Particularly instructive is where this juror seems to have drawn the line with respect to what was needed to find Manafort guilty. The counts on which the jury convicted were those involving actions where Manafort’s personal responsibility seemed particularly strong, and any suggestion that Gates was the sole responsible party appeared implausible. Five of the conviction counts were for tax evasion. In each case Manafort had sworn on his tax returns to the truth of the information provided. Gates cannot be blamed for these signatures. The two sustained bank fraud claims were those on which Manafort’s personal involvement and intended criminality appeared least ambiguous. One was with regard to a loan he secured by swearing that he lived in a home he seldom if ever occupied. The other was a loan secured by forging documentation to inflate income received from about $400,000 to $4.45 million. Unlike the other charges on which Manafort was convicted, Gates was central to this deceit. But Gates’ credibility was bolstered and Manafort’s ability to distance himself from Gates suffered because the government had introduced a message in which Gates told Manafort that he was “editing” crucial documentation, meaning that even if Gates was involved in the criminal action it was obvious that Manafort was fully aware of and complicit in this activity. Moreover, it is hard to believe that Manafort would not have noticed a ten-fold increase in the amount a business earned and what the documents he submitted for a loan said it had earned. Conviction on the FBAR count for the year 2012 is an apparent anomaly, since the jury hung on similar charges for the three other years in which Manafort failed to file an FBAR report although the evidence of transfers indicating foreign bank accounts seems equally convincing. However, the transfers in 2012 stood out. Unlike in the other years during which there seemed to be a steady stream of five and six figure transfers from foreign accounts to various merchants, in 2012 there were only four transfers. But together the four transfers totaled $6.5 million, and they went to purchase real estate in Manafort’s name.
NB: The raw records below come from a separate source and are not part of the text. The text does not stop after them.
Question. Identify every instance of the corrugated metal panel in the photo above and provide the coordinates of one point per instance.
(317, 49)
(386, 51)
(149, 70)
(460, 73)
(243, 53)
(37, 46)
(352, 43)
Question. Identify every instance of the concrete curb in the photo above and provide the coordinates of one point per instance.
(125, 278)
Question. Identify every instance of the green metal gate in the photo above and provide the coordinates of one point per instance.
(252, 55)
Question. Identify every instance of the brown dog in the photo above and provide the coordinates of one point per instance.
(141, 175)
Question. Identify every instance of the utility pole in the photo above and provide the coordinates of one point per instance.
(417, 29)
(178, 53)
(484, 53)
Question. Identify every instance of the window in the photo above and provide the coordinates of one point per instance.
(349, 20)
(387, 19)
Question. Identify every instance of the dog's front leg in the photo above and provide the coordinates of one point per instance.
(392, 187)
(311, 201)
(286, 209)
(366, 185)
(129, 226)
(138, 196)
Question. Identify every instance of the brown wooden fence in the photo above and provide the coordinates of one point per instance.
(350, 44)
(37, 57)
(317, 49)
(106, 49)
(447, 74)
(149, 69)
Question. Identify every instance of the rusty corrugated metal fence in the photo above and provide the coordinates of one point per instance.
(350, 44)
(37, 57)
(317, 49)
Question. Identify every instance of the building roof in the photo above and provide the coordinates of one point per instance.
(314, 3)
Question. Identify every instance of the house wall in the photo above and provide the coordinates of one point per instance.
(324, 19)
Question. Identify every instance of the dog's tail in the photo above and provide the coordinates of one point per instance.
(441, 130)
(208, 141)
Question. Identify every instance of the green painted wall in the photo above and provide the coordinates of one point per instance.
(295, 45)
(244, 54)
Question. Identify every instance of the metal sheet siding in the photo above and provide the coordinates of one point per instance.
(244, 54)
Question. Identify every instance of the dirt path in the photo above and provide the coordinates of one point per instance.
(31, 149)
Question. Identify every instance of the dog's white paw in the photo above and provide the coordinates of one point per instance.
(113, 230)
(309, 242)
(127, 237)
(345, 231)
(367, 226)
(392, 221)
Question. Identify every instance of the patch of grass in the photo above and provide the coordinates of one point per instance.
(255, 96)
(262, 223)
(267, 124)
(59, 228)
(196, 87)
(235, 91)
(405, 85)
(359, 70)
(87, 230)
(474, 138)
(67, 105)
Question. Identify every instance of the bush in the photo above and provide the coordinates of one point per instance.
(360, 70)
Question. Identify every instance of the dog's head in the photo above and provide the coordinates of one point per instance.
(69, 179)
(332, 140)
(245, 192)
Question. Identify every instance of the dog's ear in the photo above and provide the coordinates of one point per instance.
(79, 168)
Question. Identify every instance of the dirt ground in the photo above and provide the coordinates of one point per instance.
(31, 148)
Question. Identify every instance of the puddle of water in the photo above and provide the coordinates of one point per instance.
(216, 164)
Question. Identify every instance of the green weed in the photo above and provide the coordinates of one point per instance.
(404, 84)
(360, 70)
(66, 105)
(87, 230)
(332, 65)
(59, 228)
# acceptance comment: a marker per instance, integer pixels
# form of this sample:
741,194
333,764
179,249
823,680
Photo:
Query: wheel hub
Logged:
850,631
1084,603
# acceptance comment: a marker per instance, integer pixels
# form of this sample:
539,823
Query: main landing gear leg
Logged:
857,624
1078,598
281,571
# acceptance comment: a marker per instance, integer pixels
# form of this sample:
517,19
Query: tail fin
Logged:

There were, no doubt, a number of reasons why the jury performed well. As might be expected in Northern Virginia the jurors were on the whole well-educated. They were equally divided by gender, with a variety of work experiences, including government employment, contracting, and even a person who worked at the Supreme Court. The jury also appeared to have organized itself efficiently. They took enough time to carefully review all charges, but not so much that they had to have been spinning their wheels. The fact that its most pro-defense voter was willing to convict on a number of charges suggests that the majority treated her and others who might have begun with some doubts with respect, and that all saw their job as reaching a verdict.

The government lawyers may feel disappointed that they did not secure convictions on all 18 counts, but the result they achieved may leave Mueller and his team as well off, if not better off, than they would have been had they prevailed across the board. The mixed verdict suggests a fair evaluation of the evidence and the likelihood that the evidence supporting the conviction counts was overwhelming. This can only help if there is an appeal. Also, Manafort can be retried on the ten unresolved counts. This, together with his narrow escape on ten counts, may work to discourage an appeal and perhaps encourage cooperation on other matters.